Secondo capitolo: Renzo scopre la verità
Dopo una notte insonne, Don Abbondio deve affrontare Renzo Tramaglino, che arriva tutto elegante per discutere i dettagli del suo matrimonio. Manzoni ci presenta un giovane orfano, filatore di seta, che grazie al suo lavoro onesto si è creato una discreta stabilità economica.

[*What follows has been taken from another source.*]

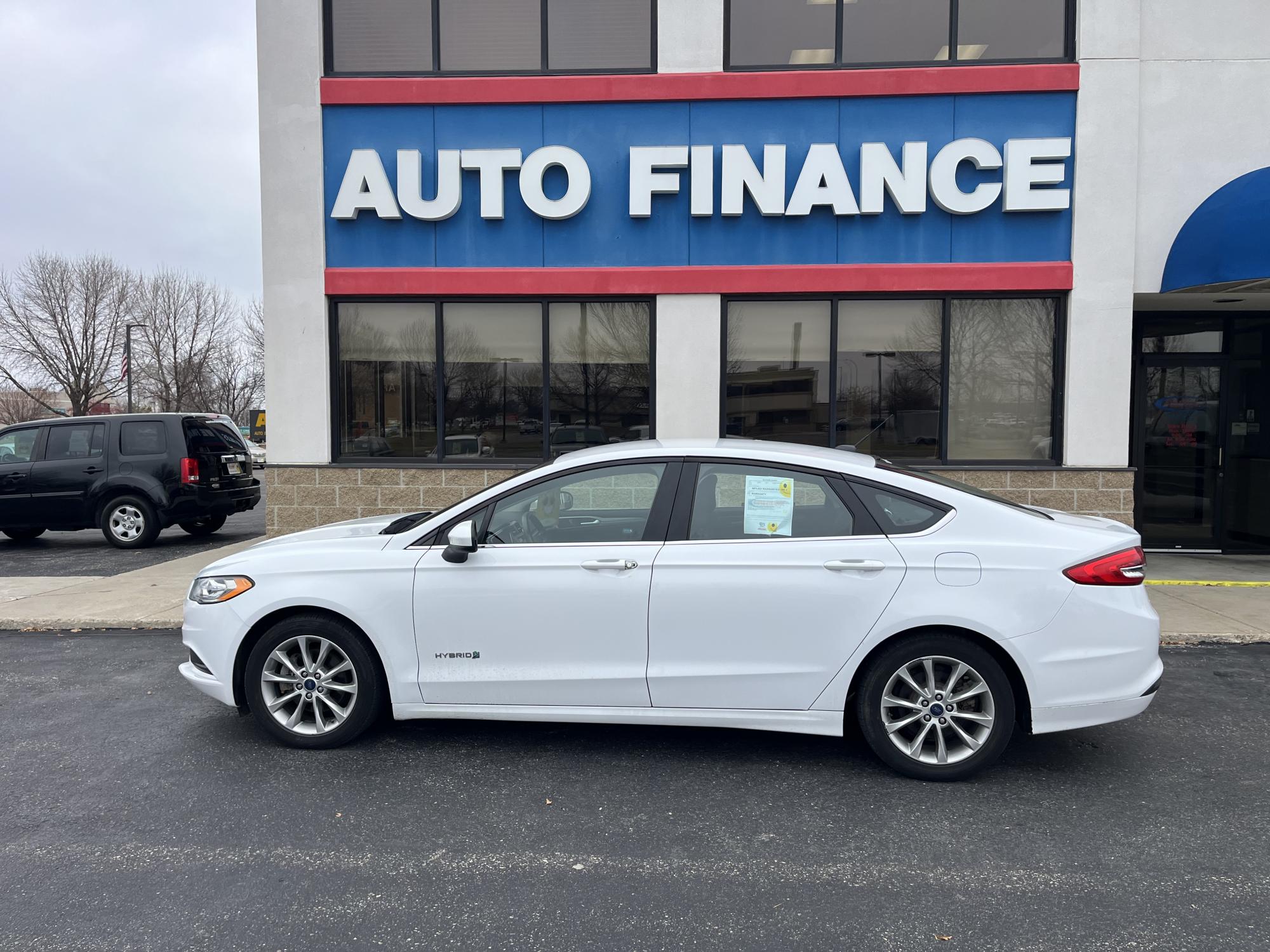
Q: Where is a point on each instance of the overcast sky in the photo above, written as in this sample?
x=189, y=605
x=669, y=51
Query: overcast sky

Don Abbondio tenta di ingannarlo con scuse burocratiche, sperando nella sua ignoranza. Renzo è dubbioso ma inizialmente si lascia convincere. Tuttavia, sulla strada di casa, incontra Perpetua, la domestica del parroco, che non resiste alla tentazione di spettegolare e gli confessa che il vero impedimento sono "alcuni prepotenti".
Renzo torna immediatamente da Don Abbondio, stavolta molto arrabbiato. Il parroco, spaventato, confessa tutto: il mandante è Don Rodrigo. Il nome fa sbiancare il giovane, che conosce bene il potere di quel signorotto.
Fuori di sé dalla rabbia, Renzo pensa perfino all'omicidio e sospetta che anche Lucia possa essere coinvolta. Ma il pensiero della fidanzata lo calma e lo riporta alla ragione. Arrivato da lei, vestita a festa per le nozze, scopre che Lucia è a conoscenza della passione di Don Rodrigo ma è completamente innocente.
Rifletti: Come cambia Renzo dalla rabbia cieca alla ragione? L'amore vero ha questo potere trasformativo!